3. Die Herrlichkeit des Herrn

  • Die Magier sind auf anderem Weg nach Hause zurück gekehrt. Kein Licht in Jerusalem, nur ein angstbesessener Tyrann Herodes. Diejenigen, die um Gott wissen, sind kein Licht für die anderen. Sie pflegen ihre Weisheit und ihren Tempelkult, aber sie erkennen den Messias Gottes nicht. Noch viel weniger machen sie sich selbst auf den Weg, um Gaben an die Krippe zu bringen.

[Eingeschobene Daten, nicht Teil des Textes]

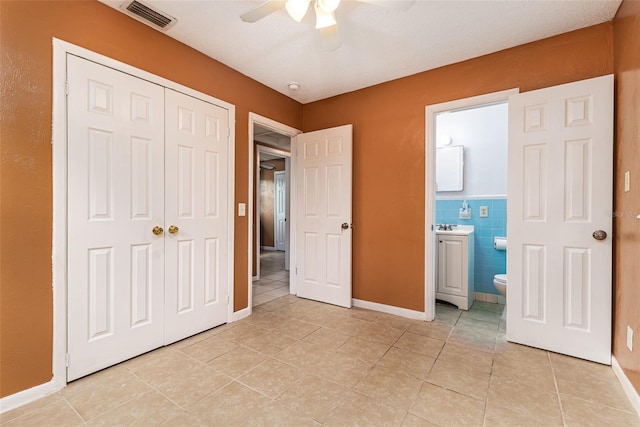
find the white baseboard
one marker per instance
(628, 388)
(241, 314)
(27, 396)
(489, 297)
(398, 311)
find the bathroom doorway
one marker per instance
(469, 138)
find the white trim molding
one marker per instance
(390, 309)
(241, 314)
(629, 389)
(29, 395)
(431, 111)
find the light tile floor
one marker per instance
(274, 280)
(295, 362)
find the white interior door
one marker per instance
(280, 212)
(323, 247)
(197, 276)
(560, 193)
(115, 198)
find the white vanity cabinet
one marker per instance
(455, 267)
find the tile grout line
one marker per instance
(555, 383)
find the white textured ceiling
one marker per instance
(378, 44)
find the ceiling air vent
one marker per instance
(149, 15)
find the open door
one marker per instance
(323, 233)
(559, 219)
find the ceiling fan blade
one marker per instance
(263, 9)
(391, 4)
(330, 38)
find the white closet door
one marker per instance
(197, 276)
(115, 198)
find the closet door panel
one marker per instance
(196, 145)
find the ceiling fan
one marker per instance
(326, 22)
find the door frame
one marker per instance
(59, 157)
(253, 171)
(431, 111)
(256, 184)
(285, 172)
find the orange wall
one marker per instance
(626, 31)
(25, 113)
(388, 120)
(389, 140)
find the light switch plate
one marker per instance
(627, 180)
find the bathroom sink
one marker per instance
(456, 230)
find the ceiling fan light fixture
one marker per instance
(324, 19)
(297, 9)
(328, 6)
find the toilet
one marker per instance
(500, 282)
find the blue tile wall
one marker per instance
(488, 261)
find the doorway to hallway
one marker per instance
(274, 279)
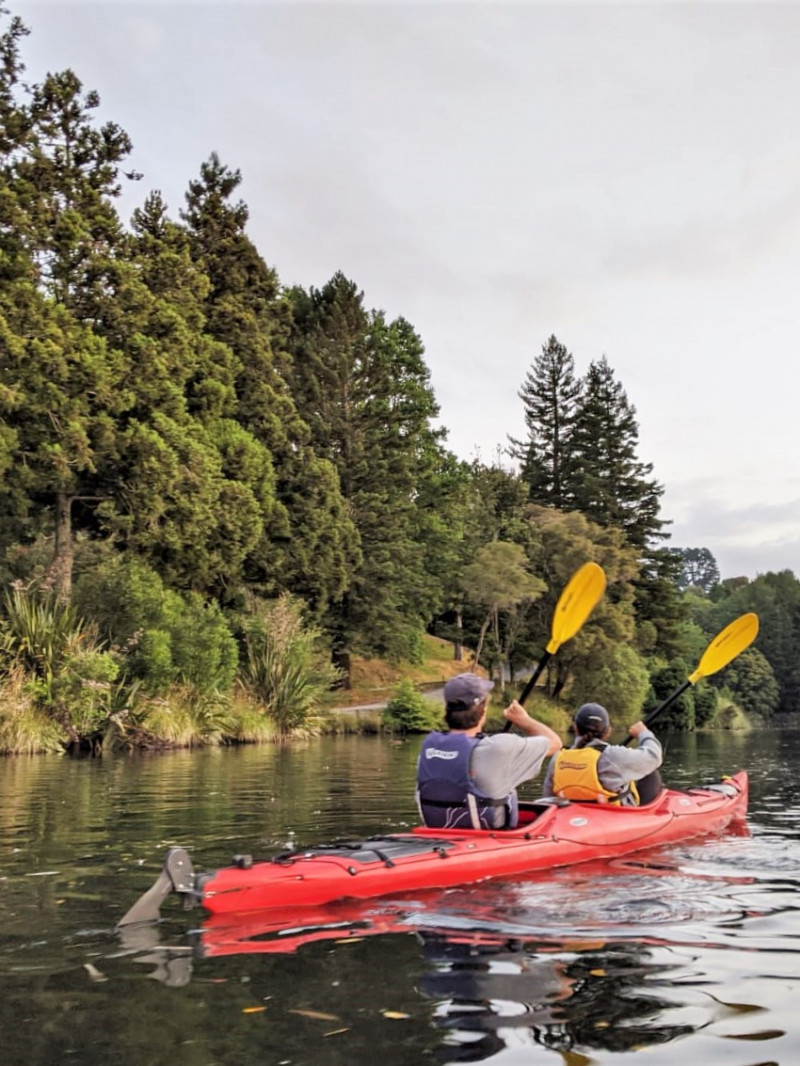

  • Für das Matthäusevangelium ist die Erzählung von den Weisen aus dem Osten eine Schilderung dafür, dass gerade die religiösen Führer des Judentums ihren Heiland nicht erkannt haben. Aber schon Paulus warnt davor, sich über die Juden von damals moralisch zu erheben. Zu sehr ähnelt das, was da beschrieben wird, der Kirche von heute. Vom Haupt bis zu den Gliedern sind wir zu selbst mit uns selbst beschäftigt, sind zu sehr damit beschäftigt unsere eigene Unsicherheit im Glauben zu bemitleiden, den Glauben lieber privat für uns zu behalten oder, wenn es um Priester geht und um berufsmäßige Theologen geht damit beschäftigt, den Betrieb am Laufen zu halten. Es bleibt den Weisen aus den anderen Völkern überlassen weiterzuziehen bis zu dem Kind in der Krippe.
  • "Auf, werde Licht, denn es kommt dein Licht, und die Herrlichkeit des Herrn geht leuchtend auf über dir." Der Ruf gilt uns allen. Nicht unser eigenes Licht geht auf, sondern zuerst und zunächst das Licht Gottes. Wir haben einen Schatz in den Heiligen Schriften und in der Gemeinschaft der Kirche. Die "Herrlichkeit des Herrn" ist uns geschenkt - und wir schämen uns halb dafür, statt uns darüber zu freuen und diese Freude ausstrahlen zu lassen. Für alle Völker. Amen.